Liquefied Natural Gas when vaporized to gaseous form, will burn in concentrations of between only 5 and 15 percent mixed with air. Another advantage is that LNG, or any vapor associated with it, will not explode in an unconfined environment. In the unofficial event of an LNG spill, the natural gas has little chance of ignoring an explosion. The process of turning natural gas into a liquid form removes from it, oxygen, carbon dioxide, sulfur, and water, resulting in almost pure methane. LNG is a clean fuel and a safe fuel.

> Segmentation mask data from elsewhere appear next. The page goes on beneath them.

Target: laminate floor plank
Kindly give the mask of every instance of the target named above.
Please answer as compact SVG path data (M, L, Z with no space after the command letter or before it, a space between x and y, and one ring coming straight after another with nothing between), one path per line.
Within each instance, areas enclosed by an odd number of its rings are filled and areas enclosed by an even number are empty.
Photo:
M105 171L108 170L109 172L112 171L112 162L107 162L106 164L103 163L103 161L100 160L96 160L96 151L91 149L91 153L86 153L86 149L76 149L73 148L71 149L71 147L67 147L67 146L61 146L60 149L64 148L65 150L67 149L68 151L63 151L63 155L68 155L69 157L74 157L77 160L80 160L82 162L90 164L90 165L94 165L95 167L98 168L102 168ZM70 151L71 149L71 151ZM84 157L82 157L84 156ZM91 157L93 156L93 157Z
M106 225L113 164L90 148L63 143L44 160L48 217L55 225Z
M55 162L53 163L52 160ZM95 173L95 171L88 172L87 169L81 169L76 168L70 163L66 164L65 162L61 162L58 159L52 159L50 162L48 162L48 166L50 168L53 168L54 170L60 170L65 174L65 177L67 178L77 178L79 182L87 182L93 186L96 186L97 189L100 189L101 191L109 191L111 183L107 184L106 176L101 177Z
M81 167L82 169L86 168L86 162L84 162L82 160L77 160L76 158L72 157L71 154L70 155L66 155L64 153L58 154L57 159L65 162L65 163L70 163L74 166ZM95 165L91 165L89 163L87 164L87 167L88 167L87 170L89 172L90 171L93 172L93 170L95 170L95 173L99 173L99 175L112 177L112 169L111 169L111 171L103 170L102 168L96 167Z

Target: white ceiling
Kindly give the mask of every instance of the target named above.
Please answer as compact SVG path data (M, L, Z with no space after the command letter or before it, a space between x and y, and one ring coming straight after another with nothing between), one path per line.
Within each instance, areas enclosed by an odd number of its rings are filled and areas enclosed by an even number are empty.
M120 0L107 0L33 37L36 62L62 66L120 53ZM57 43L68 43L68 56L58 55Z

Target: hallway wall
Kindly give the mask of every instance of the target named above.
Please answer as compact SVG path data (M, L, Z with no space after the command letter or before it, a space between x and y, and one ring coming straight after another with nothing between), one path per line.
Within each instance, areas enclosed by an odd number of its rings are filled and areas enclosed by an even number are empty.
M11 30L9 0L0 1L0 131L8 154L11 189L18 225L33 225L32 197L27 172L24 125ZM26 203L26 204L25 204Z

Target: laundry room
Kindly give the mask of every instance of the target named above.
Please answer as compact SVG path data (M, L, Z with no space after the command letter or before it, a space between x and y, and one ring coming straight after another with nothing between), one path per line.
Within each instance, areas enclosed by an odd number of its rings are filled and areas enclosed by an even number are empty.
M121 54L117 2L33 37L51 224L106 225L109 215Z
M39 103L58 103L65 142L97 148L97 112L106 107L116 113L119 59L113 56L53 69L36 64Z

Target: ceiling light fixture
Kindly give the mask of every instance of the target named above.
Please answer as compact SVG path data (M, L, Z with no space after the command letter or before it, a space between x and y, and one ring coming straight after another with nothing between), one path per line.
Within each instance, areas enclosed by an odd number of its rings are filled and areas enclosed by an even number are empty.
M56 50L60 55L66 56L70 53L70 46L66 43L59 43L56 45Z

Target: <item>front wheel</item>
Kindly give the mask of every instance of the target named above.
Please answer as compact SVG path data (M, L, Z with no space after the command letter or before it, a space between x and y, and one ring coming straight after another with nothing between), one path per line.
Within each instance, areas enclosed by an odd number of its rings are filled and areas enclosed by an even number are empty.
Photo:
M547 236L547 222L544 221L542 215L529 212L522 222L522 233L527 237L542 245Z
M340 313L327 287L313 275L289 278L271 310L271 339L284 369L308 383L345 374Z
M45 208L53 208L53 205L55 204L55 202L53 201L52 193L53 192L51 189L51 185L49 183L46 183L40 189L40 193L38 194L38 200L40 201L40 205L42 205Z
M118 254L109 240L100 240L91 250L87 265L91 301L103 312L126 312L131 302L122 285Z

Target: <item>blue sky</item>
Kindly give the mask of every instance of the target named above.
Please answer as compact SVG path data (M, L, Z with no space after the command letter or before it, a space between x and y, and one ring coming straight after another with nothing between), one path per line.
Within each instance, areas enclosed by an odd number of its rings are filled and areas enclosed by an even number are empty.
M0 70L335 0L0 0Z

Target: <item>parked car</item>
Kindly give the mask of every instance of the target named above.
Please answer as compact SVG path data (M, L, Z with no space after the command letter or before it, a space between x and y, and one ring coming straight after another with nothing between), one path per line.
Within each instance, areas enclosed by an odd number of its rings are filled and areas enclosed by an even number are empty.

Liquefied Natural Gas is usually transported in specialized tankers with insulated walls. The process of auto refrigeration in these tankers is used in which the LNG is kept at its boiling point, so that any heat additions are countered by the energy lost from LNG vapor that is vented out of storage and used to power the vessel. This is another example of the efficiency of LNG.
LNG storage facilities continue to be important in meeting peak demand needs of local utilities and also provide a more economic way to store gas until it is needed. Several niche markets, such as vehicular fuel and using it as an alternative energy to propane for facilities off the pipeline grid, keep LNG in an increasingly high demand whether its domestic or foreign sources. Replacing propane or other fuels in certain isolated industrial sites such as mineral extraction and forest product facilities has proven to be economically effective. Growth depends on expansion of current facilities and new construction. The need for additional supply sources to meet projected US demand generally coincides with numerous developments in LNG trade on a worldwide basis.
Although Liquefied Natural Gas currently accounts for a small percentage of natural gas used in the United States, it is expected that LNG imports will provide a steady, dependable source of natural gas for US consumption. Domestic natural gas exploration companies like Triple Diamond Energy Corporation continue to locate new sources of natural gas as well. Since 2001, companies have announced plans for the construction of LNG import facilities to serve US markets. LNG imported to the United States comes via ocean tanker, and receives the majority of its LNG from Trinidad and Tobago, Qatar, and Algeria. Some other shipments arrive from Nigeria, Oman, Australia, Indonesia, and the United Arab Emirates.